King called these critics to be “the Negro’s great stumbling block” — even more than the Ku Klux Klan.

Of course, nobody is claiming that Jay-Z and King offer a perfect apples-to-apples comparison. Jay-Z’s philanthropy is commendable but pales compared to King’s historical legacy.

However, both men used their fame to advance equality and received extraordinary pushback. Both advocated for transformative reforms and organized grassroots campaigns. Both absconded the traditional modus operandi of frustrating negotiations and empty promises to marginalized communities.

Progressive pleas for reform are, at best, a mixed message.

Some issues—such as gun control, criminal justice reform, and climate change—demand immediate, swift legislative responses.

Yet, educational reform lacks this urgency. Instead, progressive proposals for K–12 education, to borrow from King, “creep at horse-and-buggy pace.” These lawmakers urge historically debased communities to temper their anger, while they advance “long-term strategies.”

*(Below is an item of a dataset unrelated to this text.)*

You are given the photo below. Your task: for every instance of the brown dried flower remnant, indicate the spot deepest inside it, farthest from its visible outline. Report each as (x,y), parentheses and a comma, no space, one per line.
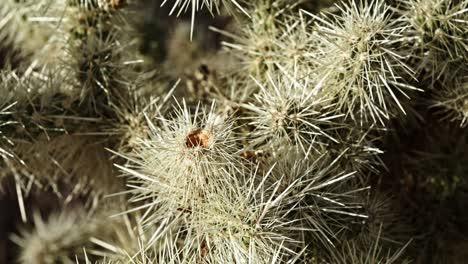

Unfortunately, the public education system is rotten to its core. With origins grounded in racist redlining, modern education remains de facto segregated, even 70 years after Brown v. Board of Education. Undoing this systemic rot will take decades, if not generations.

But students and families in underserved communities can’t wait. If there is anything we learned from the Covid-19 pandemic, it is that even one year of educational disruption can result in significant learning loss and achievement gaps that will take years to address.

“At the current rate of academic performance, it will take African Americans 287 years to catch up,” said renowned educator and activist Steve Perry.

Time is not on our side.

King challenged the “myth of time,” or the notion that his strategy was too radical and fast. He called this opposition “the strangely irrational notion that there is something in the very flow of time that will inevitably cure all ills.”

“Human progress never rolls in on wheels of inevitability,” said King. “Time itself becomes an ally of the forces of social stagnation.”

Who knows more about “social stagnation” than those stuck in failing school systems for generations? These students — primarily black and brown Americans who disproportionately enroll in charter schools in Pennsylvania and overwhelmingly support school choice — have consistently been left behind.

Rather than wait for a broken system to fix itself, we must transform education now. By bolstering existing programs (such as charter schools and tax-credit scholarships) and enacting new ones (such as Lifeline Scholarships), we can genuinely support Pennsylvania students.

Only then can we witness, in King’s words, the long arc of moral history bending toward justice.

Lenny McAllister is a Senior Fellow for Commonwealth Foundation and previously served as CEO of the PA Coalition for Public Charter Schools.  

2 thoughts on “Lenny McAllister: Jay-Z, MLK, and the progressive opposition to genuine reform”

  1. The issue is public dollars going to religious private schools run primarily by religious zealots or republikkkans. I don’t want ANY of my tax dollars being used to fund religious institutions. Let churches fund them or private contributors.

  2. Time is the last bastion of the elites. Defer and delay allows your issues to either die or become unrecognizable. It is the secret racism. In the past, educational endeavors such as Arts Magnets schools, science/technology academies, charters schools were established and began to demonstrate their worth, at that point they were castigated as causing students who could not or would not enroll in them to have a “loss of self-esteem,” time to “level the system.” For the elites, schools that are successful are the hobgoblins of their social views. Failing schools are of no consequence, the pain and suffering they create are too socially distant to be of concern, to paraphrase Alexandr Solzhenitsyn, “it is only when the problem comes rolling up to their threshold, does it become unbearable and intolerable.